Back when Van Der Zee was working, the prolific African-American shooter produced an enormous collection that beautifully captured all factions of Harlem life before, during and after the Harlem Renaissance. The photographer’s work, famously featured in a 1969 show at the Metropolitan Museum of Modern Art, presented Harlem as a deep residential and creative home to legions of black individuals, families, traditions, businesses and institutions of excellence.
Today?
Harlem remains a busy and soulful, African-American village, but one that is absorbing an unsettling wave of gentrification. Left unchecked, the movement threatens to wipe out long-term residents, along with the schools, churches, businesses, neighborhoods, entertainment venues and social justice organizations that have defined African-American achievement for decades.
Surging real estate values have already shoved aside thousands of poor and middle-income blacks by building and refurbishing numerous living spaces into ultra-expensive domiciles. The great fear in Harlem is that gentrification might deliver on an oft-heard, cold declaration: “Those who can pay, can stay.”
The SJSU photo project hopes to capture the struggle against financial and racial forces that threaten to transform Harlem into something unrecognizable to the very people who have nourished it for decades.
The energetic shooters searched the streets, morning-til-night, looking for the shimmer and the shame, the pride and the poverty, the love and the loathing that happens when widespread change shoves a beloved community into an unknown realm.
Students photographed everything from the famed Apollo Theater to the Studio Museum of Harlem. From parks bearing statues of Harriet Tubman and Duke Ellington, to the colorful frenzy of the Malcolm Shabazz Harlem Market, stuffed with genuine, African goods.
They patrolled and shot life on streets named after black luminaries — Frederick Douglass, Adam Clayton Powell and Martin Luther King Jr. — and challenged people, black and white, to discuss the unlikely conundrum: the possible dismantling of the most precious, black community in America.

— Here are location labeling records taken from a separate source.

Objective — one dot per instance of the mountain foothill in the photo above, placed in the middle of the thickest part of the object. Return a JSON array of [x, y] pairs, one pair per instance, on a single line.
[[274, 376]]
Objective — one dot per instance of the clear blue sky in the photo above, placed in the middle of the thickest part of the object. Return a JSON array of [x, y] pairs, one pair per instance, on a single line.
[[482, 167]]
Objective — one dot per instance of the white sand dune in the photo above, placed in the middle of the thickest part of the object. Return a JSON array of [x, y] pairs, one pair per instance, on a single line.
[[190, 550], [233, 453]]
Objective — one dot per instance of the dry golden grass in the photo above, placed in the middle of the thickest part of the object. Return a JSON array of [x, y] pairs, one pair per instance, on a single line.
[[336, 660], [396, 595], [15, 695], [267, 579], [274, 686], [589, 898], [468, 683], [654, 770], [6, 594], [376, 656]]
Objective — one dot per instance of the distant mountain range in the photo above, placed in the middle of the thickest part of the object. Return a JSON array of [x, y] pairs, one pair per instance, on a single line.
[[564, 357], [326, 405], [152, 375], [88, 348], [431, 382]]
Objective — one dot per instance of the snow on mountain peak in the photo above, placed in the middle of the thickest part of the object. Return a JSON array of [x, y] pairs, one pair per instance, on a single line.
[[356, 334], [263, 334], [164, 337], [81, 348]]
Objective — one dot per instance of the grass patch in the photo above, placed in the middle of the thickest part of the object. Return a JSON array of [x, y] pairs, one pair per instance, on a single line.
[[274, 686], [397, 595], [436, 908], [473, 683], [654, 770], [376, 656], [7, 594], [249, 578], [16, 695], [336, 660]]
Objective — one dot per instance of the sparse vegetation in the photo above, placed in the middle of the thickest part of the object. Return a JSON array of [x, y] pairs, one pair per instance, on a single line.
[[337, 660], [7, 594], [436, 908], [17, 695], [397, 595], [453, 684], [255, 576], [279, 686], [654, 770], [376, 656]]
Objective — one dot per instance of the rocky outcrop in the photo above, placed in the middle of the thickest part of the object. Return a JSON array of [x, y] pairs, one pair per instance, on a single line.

Into the lenses of their roving cameras, shooters also caught The Shrine urban beats nightclub, The Graffiti Wall of Fame, Sylvia’s upscale soul restaurant and prominent academies named after Chief Justice Thurgood Marshall, author James Baldwin and educator Mary McLeod Bethune.
Up on Harlem’s Sugarhill, they shot a restaurant where comedian Redd Foxx and Malcolm X worked the kitchen together and a single apartment building where Supreme Court Justice Marshall, W.E.B. DuBois and Walter White once lived. Imagine, civil rights giants of the law, education and racial justice in a single structure along with another tenant Maestro Ellington, The Duke.
Students also explored unique and highly personal establishments: Sister’s Uptown Bookstore and Cultural Center, owned and operated by the inspirational Janifer Wilson, a retired physician at Bronx Lebanon Hospital who worked in the department of surgery. Today, she despairs that hers is the only black-owned bookstore in Manhattan.
Another store, Hats By Bunn, turned out to be a slim, miraculous emporium where one man crafts supple, sharp and colorful head wear by hand on an ancient machine. His store is also an easy-going, drop-in center for friends, and the curious and loving customers the world over.
“I make people look good and feel good,” says Bunn, whose creativity feeds off the music filling his shop six days a week. “My designs come from the rhythms of the moment.”
The team of visual cultural excavators even looked at the fresh crop of unlikely new businesses: Whole Foods to Starbucks, CVS to Buffalo Wild Wings. They even absorbed the images out of a burger-and-fries eatery called Harlem Shake, whose owners confessed how they tried to honor the community by reproducing a funky, “Harlem vibe,” from back in the day.
In the end, the visual exploration of Harlem at this critical, life-altering moment in the community’s history, will become a riveting, educational document that will speak intelligently and from the heart in the service of cultural history, for decades to come.